As indicated, these conclusions must be adjusted to the characteristics of the training carried out; For a better assessment of these characteristics and the possibilities of generalization of the results to other types of loads, the following issues should also be considered very seriously:
- The range of relative intensities used has shown to have a very positive effect in subjects who are at least moderately trained in strength and who practice active sports (Pareja-Blanco et al., 2017; Rodríguez-Rosell, Doctoral Thesis).
- The intensity applied in each session has been programmed, since each day was determined by the speed of the first repetition. That is to say, each day the subject trained with the programmed intensity, something completely determinant to be able to pronounce on the effect of a training session.
- The character of the effort (speed of the first repetition and loss of speed in the series, or, in other words, number of repetitions performed in the series at each relative intensity with respect to those possible as an average) has been at most moderate or medium, which would be applicable to almost all athletes.
- The only independent variable has been the recovery time between repetitions in the series: 0, 10 and 20 seconds. The rest of the known possible intervening variables: intensity, volume, training frequency and rest between series were controlled by their equalization between groups.
- The recovery time between series (3 minutes) could be considered adequate since this time has offered better results than shorter times.: 3 minutes of recovery offered better results in the squat (7.26%) than 1.5 minutes (5.8%) and 0.5 minutes (2.4%) and in the CMJ (3.9, 1.7 and 0.0%, respectively) (Robinson et al., 1995).
- Subjects knew and were familiar with the training exercise and with all the exercises that made up the dependent variable.

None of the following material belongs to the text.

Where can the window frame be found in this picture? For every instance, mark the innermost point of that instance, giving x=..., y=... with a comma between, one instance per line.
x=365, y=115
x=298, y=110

- The measurements of the subjects in the running and jumping tests turned out to be highly reliable: ICC between 0.94 and 0.99 and a maximum CV equal to 3%.
Therefore, if we want to have confidence in a study that intends to analyze the effect; the recovery between repetitions within the series, we should compare its characteristics with what has just been indicated, to see what percentage or proportion of them is fulfilled in said study. Only breaking one of them, one should consider whether information is really being given about the effect of introducing recovery times between repetitions.
Recovery time between sets should also be considered. The interval time between sets may be a factor influencing the effect on muscle mass and performance. Recovery between sets has a lot of influence on metabolic and hormonal factors.
However, the benefits of metabolic stress related to short recovery times (30 seconds or less), high or medium number of repetitions per series, and very high effort character (EC), do not allow sufficient recovery of muscle strength between series, which may compromise the ability to apply force on subsequent sets (Ratamess et al., 2007). Therefore, the possible benefit of increased metabolic stress and its effect on muscle hypertrophy also presents the possible negative effect of reducing the force applied in each action, so that fatigue can be excessive and be counterproductive for improving performance. the force.
the strength-enhancing benefits appear to be directly related to recovery time between sets, at least up to 3-4 minutes of recovery.
On the contrary, if recovery times are long, strength enhancement benefits (Miranda et al., 2007). In fact, the strength-enhancing benefits appear to be directly related to recovery time between sets, at least up to 3-4 minutes of recovery.. Training 4 days per week, for 5 weeks and doing 5 sets of 10 repetitions, the greater the recovery time, the greater the squat improvement was obtained: 0.5 minutes (+2.4%), 1.5 minutes (+ 5.8%), 3 minutes (+7.6%). The same trend was observed in the countermovement jump: 0.5 minutes (0.0%), 1.5 minutes (+1.7%), 3 minutes (+9%) (Robinson et al., 1995).